L’artiste libre ne correspond pas à un statut juridique.
Il décrit une situation : celle d’un artisan ou d’un artiste chez lequel la « prédominance du travail intellectuel et de création » lui permet de s’inscrire comme « une profession libérale auprès du fisc » et répondre des régimes fiscaux et sociaux des professions libérales (1).

Son activité créative l’exclut du régime social d’artiste-auteur s’il n’est pas mentionné dans les artistes susceptibles d’en bénéficier. En effet, s’il n’est pas auteur d’œuvres littéraires et dramatiques, musicales et chorégraphiques, audiovisuelles et cinématographiques, graphiques et plastiques, ainsi que photographiques, il relève (2) du régime fiscal et social des professions libérales (travailleurs indépendants), donc d’un régime « libre » en ce qu’il n’est pas rattaché au régime général de sécurité sociale pour l’ensemble des risques.

Pourquoi certains artistes sont-ils exclus du régime des artistes- auteurs ?

Rattaché au régime général de sécurité sociale pour l’ensemble des risques (3), le statut social d’artiste-auteur regroupe des auteurs relevant des branches professionnelles suivantes (4) : écrivain et illustrateur de livre, auteur-compositeur de musique, auteur d’œuvres originales en matière d’arts graphiques et plastiques, cinématographiques et audiovisuels, ou de photographie.

Au-delà de ces catégories, tant les caractéristiques de la production de l’artiste que les aspects de genre et de forme déterminent si l’activité artistique relève du régime social des artistes-auteurs ou de celui des travailleurs indépendants

1° Toutes les productions, quelles que soient leur nature, ne relèvent pas de revenus artistiques des branches professionnelles

En matière d’art graphique et plastique par exemple, ne bénéficient pas de la qualité d’artiste-auteur, quand bien même sont-ce des auteurs d’oeuvres de l’esprit, les personnes qui créent des dessins obtenus par procédés mécaniques, des dessins industriels, des productions purement artisanales ne recourant qu’à un savoir-faire (pièces utilitaires par nature), des productions commerciales d’exemplaires multiples d’une création graphique (5).

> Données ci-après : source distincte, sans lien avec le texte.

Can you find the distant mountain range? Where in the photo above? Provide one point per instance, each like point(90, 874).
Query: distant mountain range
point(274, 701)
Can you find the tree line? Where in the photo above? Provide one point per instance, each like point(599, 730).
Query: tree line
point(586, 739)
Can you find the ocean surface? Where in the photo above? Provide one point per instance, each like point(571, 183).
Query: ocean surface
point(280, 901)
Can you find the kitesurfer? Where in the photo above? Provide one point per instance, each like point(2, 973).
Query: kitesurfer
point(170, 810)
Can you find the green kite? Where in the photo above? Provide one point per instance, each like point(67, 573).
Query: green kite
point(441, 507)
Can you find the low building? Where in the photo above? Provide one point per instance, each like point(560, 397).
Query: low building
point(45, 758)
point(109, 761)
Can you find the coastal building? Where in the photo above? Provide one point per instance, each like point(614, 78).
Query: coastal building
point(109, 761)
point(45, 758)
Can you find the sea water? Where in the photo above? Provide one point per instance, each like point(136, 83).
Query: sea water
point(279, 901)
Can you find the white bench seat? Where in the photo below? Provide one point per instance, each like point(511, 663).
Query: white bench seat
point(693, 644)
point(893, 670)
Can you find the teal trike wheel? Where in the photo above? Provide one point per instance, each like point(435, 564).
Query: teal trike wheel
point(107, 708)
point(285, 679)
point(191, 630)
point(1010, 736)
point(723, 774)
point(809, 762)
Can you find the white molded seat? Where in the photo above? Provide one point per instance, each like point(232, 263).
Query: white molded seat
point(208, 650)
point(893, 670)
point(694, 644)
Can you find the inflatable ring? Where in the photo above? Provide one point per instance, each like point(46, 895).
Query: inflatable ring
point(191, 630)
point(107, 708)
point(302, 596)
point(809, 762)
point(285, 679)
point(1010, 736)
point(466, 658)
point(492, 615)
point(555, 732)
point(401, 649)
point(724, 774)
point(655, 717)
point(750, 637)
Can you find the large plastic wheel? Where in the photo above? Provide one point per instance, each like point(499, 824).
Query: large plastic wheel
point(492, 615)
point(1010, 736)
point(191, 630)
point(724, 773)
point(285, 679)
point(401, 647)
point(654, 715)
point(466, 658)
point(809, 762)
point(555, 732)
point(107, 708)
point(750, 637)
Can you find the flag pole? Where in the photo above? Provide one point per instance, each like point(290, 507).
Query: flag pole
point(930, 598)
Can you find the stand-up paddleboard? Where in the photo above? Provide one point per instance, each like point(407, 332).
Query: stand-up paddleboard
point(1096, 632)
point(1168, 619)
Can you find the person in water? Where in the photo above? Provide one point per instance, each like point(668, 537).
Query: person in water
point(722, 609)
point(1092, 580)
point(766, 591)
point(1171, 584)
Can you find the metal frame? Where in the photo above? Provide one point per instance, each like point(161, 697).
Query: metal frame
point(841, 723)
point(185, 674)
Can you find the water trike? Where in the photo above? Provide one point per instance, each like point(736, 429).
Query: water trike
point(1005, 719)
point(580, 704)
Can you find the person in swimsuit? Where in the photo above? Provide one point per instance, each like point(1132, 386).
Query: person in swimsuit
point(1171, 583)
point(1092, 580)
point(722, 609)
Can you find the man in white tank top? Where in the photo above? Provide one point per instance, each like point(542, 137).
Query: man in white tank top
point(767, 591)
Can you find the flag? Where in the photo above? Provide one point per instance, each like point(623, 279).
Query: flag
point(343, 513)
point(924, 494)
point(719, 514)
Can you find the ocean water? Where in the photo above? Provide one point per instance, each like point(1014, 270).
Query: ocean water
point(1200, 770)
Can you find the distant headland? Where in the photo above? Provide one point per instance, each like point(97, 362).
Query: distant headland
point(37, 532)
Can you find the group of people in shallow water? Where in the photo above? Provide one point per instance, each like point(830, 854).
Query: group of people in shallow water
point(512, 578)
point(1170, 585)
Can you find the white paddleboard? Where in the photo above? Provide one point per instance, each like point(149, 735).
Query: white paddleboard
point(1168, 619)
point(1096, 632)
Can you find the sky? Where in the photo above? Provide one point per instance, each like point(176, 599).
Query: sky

2° Des aspects de genre et de forme excluent certaines activités de la branche des auteurs d’oeuvre d’art graphique et plastique

Pour bénéficier du régime des artistes-auteurs, il faut que l’activité relève des branches professionnelles précitées. Mais la définition de ces branches demeure parfois imprécise pour certaines situations en matière d’arts graphiques et plastiques.

Ainsi, la réforme d’août 2020 donne une nouvelle définition (6) des artistes-auteurs d’arts graphiques et plastiques relevant de ce régime propre de sécurité sociale, en définissant une oeuvre originale conformément au code de la propriété intellectuelle (et non plus selon la définition donnée au code général des impôts). Cette modification touche les « artistes libres » sans les faire disparaître.

Premier exemple : le code général des impôts ne définit aucune œuvre d’art en matière de verreries mais le code de la propriété intellectuelle accepte de qualifier d’oeuvres originales des créations de verreries. Or « toute oeuvre originale » appartient à la liste des œuvres desquelles l’on retire un revenu d’activité artistique susceptible de relever du régime des artistes-auteurs (7).

Second exemple : avant la réforme, les émailleurs ne pouvaient prétendre au régime des artistes-auteurs que s’ils réalisaient des émaux sur cuivre alors que désormais, la définition du code de la propriété intellectuelle permet à tous supports d’émaux d’être admis : sur cuivre, argent, or ou tout autre support. Et ce sous réserve qu’ils ne dépassent pas 8 exemplaires (et probablement, qu’il ne s’agisse pas d’articles de bijouterie, d’orfèvrerie et de joaillerie) (8). Le régime des artistes-auteurs serait donc applicable.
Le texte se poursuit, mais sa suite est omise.